Formes mutantes et chair du poème

Un coup de cœur du Car­net

Jacques CRICKILLON, Le cycle de la nuit. Régions insoumis­es, Approche de Tao, Nuit la neige, Léta­mor­phos XIII, Ténébrées, Intro­duc­tion et post­face d’Éric Brog­ni­et, Arbre à paroles, 2024, 358 p., 20 €, ISBN :  978–2‑87406–743‑3 

crickillon le cyle de la nuitIndi­en des chants d’amour, de la pen­sée cos­mique et des guer­res poé­tiques, Jacques Crickil­lon (1940–2021) est l’auteur d’une œuvre rare, sédi­tieuse, insoumise. Ce voyageur en rup­ture de ban, cet infati­ga­ble arpen­teur des énigmes de l’Être a con­stru­it et décon­stru­it une œuvre tout à la fois poé­tique, en prose, théâ­trale qui procède par cycles comme l’analyse Éric Brog­ni­et dans sa somptueuse pré­face. Le cycle de la nuit, réédi­tion en un vol­ume d’œuvres poé­tiques pub­liées par L’Arbre à paroles, s’avance comme la pre­mière fig­ure de proue d’une con­stel­la­tion qui com­pren­dra Le cycle de la mon­tagne et Le cycle de l’amour et de la guerre (2025).
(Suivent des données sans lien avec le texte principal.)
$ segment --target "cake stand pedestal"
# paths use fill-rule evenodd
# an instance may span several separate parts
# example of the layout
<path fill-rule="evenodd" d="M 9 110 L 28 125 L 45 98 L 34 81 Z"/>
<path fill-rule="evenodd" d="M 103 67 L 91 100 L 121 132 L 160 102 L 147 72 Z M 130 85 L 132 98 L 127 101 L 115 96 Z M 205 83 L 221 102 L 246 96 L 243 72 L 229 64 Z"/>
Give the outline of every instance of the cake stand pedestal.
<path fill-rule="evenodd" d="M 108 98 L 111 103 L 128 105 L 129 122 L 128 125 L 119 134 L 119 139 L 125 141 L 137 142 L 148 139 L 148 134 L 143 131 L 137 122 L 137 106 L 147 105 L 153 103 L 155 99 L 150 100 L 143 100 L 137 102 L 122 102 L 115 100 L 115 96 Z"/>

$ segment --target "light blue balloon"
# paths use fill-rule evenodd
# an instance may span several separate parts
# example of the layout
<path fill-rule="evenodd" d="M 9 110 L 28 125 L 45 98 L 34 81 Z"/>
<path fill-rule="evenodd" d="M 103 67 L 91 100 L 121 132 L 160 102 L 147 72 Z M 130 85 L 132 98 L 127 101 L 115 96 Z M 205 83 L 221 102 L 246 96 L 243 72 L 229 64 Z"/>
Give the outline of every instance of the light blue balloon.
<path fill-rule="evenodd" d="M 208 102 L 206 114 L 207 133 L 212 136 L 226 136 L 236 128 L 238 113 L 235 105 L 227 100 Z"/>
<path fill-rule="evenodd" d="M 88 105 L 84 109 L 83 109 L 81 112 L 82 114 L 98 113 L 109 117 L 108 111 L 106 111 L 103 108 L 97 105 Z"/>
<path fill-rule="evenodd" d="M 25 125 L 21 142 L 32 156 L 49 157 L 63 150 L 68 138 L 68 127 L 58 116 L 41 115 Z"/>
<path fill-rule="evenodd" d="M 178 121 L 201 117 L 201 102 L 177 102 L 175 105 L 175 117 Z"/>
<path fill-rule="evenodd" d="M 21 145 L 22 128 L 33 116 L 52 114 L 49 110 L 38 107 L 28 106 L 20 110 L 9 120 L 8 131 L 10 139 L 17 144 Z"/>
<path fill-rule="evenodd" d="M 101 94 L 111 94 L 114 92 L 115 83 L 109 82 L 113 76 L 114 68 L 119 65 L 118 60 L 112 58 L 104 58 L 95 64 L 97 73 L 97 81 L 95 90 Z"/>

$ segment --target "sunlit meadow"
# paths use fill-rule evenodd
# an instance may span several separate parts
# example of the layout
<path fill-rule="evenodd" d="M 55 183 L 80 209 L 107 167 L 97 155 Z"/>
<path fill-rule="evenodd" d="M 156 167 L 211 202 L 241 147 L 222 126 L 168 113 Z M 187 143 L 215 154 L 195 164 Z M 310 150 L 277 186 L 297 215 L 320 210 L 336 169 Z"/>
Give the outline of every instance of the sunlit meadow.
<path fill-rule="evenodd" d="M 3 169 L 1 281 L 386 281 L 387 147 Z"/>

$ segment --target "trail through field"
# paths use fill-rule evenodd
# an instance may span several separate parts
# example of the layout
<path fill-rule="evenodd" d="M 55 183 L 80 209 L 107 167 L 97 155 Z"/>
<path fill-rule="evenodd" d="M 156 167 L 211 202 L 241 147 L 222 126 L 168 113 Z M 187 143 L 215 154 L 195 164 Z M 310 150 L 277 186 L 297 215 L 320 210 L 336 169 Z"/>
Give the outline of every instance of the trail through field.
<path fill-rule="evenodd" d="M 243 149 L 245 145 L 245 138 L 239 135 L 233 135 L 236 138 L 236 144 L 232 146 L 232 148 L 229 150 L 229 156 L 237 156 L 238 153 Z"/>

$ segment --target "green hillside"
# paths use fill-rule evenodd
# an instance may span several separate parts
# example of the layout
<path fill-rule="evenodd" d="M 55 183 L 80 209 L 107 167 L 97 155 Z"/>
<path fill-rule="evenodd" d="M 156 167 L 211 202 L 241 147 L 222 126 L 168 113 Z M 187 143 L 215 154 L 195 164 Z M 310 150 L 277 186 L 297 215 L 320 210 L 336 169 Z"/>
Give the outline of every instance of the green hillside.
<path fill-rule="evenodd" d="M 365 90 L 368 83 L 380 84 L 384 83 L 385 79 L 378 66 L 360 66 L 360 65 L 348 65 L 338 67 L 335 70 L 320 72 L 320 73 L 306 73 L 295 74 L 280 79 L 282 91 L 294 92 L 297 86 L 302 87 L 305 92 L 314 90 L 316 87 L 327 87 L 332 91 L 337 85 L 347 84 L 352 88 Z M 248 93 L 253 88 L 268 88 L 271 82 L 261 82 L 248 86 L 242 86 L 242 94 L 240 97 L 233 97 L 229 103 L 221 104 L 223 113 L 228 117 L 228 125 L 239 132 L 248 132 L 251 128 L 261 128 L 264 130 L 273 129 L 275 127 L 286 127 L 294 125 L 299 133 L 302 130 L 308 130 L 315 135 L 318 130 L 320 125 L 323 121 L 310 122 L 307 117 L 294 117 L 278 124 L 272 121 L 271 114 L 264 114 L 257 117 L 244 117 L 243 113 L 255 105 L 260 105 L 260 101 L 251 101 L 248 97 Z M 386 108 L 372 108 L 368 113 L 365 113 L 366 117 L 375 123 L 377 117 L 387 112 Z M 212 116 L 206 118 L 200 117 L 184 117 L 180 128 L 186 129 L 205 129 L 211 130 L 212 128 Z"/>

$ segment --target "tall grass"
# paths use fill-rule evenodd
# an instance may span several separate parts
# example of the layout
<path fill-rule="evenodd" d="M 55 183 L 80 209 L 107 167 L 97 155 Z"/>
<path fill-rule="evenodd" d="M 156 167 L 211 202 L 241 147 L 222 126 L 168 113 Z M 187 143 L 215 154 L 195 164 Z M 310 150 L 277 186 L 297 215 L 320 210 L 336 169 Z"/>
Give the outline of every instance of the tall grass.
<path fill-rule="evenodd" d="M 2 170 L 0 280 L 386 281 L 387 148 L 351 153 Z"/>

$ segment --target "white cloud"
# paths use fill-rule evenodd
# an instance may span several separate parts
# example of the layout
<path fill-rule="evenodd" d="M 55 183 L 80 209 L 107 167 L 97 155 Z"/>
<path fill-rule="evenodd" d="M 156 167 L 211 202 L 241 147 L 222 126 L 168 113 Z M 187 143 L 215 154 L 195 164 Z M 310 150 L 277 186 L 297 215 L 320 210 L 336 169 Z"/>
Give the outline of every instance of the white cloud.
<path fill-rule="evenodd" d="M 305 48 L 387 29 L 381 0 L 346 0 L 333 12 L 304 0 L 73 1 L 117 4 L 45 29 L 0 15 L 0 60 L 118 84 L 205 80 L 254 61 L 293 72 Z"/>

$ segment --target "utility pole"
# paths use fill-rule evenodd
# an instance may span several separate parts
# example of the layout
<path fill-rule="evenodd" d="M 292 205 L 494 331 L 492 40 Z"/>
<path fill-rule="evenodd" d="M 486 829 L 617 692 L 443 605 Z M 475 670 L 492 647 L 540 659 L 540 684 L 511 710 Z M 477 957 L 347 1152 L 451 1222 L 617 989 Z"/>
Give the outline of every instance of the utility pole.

Inven­teur de mythes qui con­nectent l’inconscient per­son­nel et le Grand Tout, d’odes poé­tiques amoureuses qui explorent l’amour comme sor­tie de soi, comme ren­con­tre avec l’aimée – La Défendue, Hukala, Naï­ma, Lor­na Lherne -, Jacques Crickil­lon érige la tor­ré­fac­tion du verbe au rang d’étape alchim­ique, dans la lucid­ité aigu­isée de la colère et du refus de pactis­er avec un monde désen­sauvagé, mutilé. Com­posé de cinq recueils, ce cycle tra­ver­sé par la fig­ure de la nuit se place sous le signe du dou­ble du poète, ce voyageur-pèlerin qui con­fronte l’indicible du lan­gage à l’ascension de mon­tagnes tout à la fois physiques et métaphoriques. Dans Régions insoumis­es, l’érotisme ne fait qu’un avec l’exploration de paysages d’Asie et d’Afrique avant de s’embraser dans Ténébrées en libérant une prière amoureuse qui gravite autour de la fig­ure de la femme aimée, la Lor­na de l’Our, Lor­na Lherne, hétéronymes de La Défendue, de Hukala, inspirée par Fer­ry C. comme l’écrit Éric Brog­ni­et. 

L’expérience de la soli­tude, du gouf­fre entre le poète et la société, les com­bustibles de la révolte, des tour­ments, du silence en amont et en aval du dire ne cesseront de se méta­mor­phoser au fil d’une quête créa­trice d’une rare exi­gence, con­sub­stantielle à une modal­ité de survie qui en appelle à la lumière de l’initiation.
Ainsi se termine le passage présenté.